CGA: Key Questions to Ask


When you enter into discussion with a donor prospect about CGAs, have these six considerations in mind: 

1. Completing the contract.

Before meeting with a donor to talk about setting up a CGA, see your organization's checklist to make certain you have all the information and resources needed to complete a contract.

2. Which is more important: deduction or annuity payment?

Ask the donor which is most important to them: the largest possible charitable deduction or having the annuity payment consist of as much tax-free income as possible?

3. Ask: What type of asset would you choose to give to fund your annuity?

If the donor's intention is to use an appreciated security, remind them that some of the annuity payment will be taxed at a capital gains rate (determined by a set calculation).

The lower the monthly AFR, the lower the charitable deduction and the higher the tax-free portion of the annuity payment. The donor has the right to choose between three AFRs: that of the current month or either of the past two months. 

4. Ask: CGA or DPCGA?

With the donor's permission, show them an example of a CGA, as well as one of a DPCGA (deferred payment charitable gift annuity) by which any payments would be delayed for a minimum of 12 months.

The donor most likely does not need the annuity payments in order to survive. The primary advantage of a DPCGA is that if the donor chooses to wait the required year (or more) to begin receiving payments, the charitable deduction will be both will be larger and immediately available.

5. Flexible annuity rates

Another way to increase the size of the charitable deduction is to choose an annuity rate less than the rate suggested by the ACGA.

Or: the donor and your organization could enter into a larger annuity. 

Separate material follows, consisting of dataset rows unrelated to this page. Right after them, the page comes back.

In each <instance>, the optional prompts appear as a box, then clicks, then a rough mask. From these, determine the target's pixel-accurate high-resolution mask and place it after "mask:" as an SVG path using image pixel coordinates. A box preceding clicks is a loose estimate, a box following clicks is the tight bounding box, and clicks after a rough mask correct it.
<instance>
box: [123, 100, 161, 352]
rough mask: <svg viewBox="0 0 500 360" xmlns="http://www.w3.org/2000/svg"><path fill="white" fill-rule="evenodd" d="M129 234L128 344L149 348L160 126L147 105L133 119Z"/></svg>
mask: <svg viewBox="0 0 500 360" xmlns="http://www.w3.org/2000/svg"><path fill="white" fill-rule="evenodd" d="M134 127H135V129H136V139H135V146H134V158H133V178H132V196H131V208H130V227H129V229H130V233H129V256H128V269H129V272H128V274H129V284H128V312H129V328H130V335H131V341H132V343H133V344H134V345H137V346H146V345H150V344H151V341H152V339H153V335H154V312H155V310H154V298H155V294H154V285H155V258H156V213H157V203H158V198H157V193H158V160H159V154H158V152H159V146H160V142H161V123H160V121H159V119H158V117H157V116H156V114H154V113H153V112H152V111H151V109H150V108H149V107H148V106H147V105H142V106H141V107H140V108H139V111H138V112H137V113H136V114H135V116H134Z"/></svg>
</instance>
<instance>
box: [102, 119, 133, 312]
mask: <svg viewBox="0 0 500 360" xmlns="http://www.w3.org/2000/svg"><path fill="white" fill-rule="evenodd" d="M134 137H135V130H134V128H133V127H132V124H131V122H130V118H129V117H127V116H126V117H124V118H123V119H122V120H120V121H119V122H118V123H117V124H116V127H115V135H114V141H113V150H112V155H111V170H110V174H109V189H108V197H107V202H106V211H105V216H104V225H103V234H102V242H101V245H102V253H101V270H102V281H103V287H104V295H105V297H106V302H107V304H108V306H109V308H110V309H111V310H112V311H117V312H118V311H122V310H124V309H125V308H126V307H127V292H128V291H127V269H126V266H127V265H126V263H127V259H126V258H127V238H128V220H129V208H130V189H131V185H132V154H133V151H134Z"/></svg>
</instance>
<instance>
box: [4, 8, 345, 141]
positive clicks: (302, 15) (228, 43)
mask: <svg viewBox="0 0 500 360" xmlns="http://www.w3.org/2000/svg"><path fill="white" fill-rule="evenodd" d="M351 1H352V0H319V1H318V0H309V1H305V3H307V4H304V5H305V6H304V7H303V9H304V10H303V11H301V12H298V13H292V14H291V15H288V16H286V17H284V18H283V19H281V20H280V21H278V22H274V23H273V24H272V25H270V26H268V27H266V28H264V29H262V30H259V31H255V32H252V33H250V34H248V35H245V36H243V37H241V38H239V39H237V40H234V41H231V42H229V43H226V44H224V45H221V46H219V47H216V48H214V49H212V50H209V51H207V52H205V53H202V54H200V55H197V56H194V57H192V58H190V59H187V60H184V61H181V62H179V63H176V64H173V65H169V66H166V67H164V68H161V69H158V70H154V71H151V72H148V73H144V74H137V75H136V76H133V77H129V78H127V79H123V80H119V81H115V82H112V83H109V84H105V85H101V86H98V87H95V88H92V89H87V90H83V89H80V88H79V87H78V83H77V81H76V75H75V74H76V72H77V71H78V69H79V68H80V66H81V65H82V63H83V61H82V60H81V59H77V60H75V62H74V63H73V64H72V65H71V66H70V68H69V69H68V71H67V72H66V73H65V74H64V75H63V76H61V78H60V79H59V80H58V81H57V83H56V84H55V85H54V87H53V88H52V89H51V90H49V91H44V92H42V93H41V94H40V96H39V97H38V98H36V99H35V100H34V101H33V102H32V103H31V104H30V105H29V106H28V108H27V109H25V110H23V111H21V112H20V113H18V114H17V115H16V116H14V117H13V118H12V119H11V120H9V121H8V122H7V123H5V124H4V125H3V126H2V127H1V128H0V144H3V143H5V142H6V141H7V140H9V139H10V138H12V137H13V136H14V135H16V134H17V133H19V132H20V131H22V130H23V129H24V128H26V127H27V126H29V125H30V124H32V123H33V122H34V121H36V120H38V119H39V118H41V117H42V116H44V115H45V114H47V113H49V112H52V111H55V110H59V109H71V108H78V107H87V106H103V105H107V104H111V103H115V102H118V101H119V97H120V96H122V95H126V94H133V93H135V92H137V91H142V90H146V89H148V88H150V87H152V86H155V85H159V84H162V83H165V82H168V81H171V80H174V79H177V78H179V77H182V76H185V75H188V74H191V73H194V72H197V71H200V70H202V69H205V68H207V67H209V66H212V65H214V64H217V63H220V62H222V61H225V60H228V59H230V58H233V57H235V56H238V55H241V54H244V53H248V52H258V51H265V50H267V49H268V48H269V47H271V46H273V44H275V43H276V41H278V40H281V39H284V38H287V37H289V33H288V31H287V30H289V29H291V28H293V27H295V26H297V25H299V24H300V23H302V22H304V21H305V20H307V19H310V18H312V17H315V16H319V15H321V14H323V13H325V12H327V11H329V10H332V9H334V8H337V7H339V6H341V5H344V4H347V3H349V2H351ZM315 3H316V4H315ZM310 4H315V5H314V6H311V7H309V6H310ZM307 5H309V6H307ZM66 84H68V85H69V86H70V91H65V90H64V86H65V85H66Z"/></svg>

Be aware that most charities have no problem entering into a CGA in which the annuity rate is lower than the suggested rate. However, only under special circumstances would a charity agree to a rate higher than the suggested rate. Totally a call by the administration of your charity.

6. Ask: Has the donor considered a CGA for a loved one via their estate plan? 

Obviously, it would not begin until after the death of the donor. But CGAs can offer a great way for a parent to provide a safety net of annuity payments to an heir.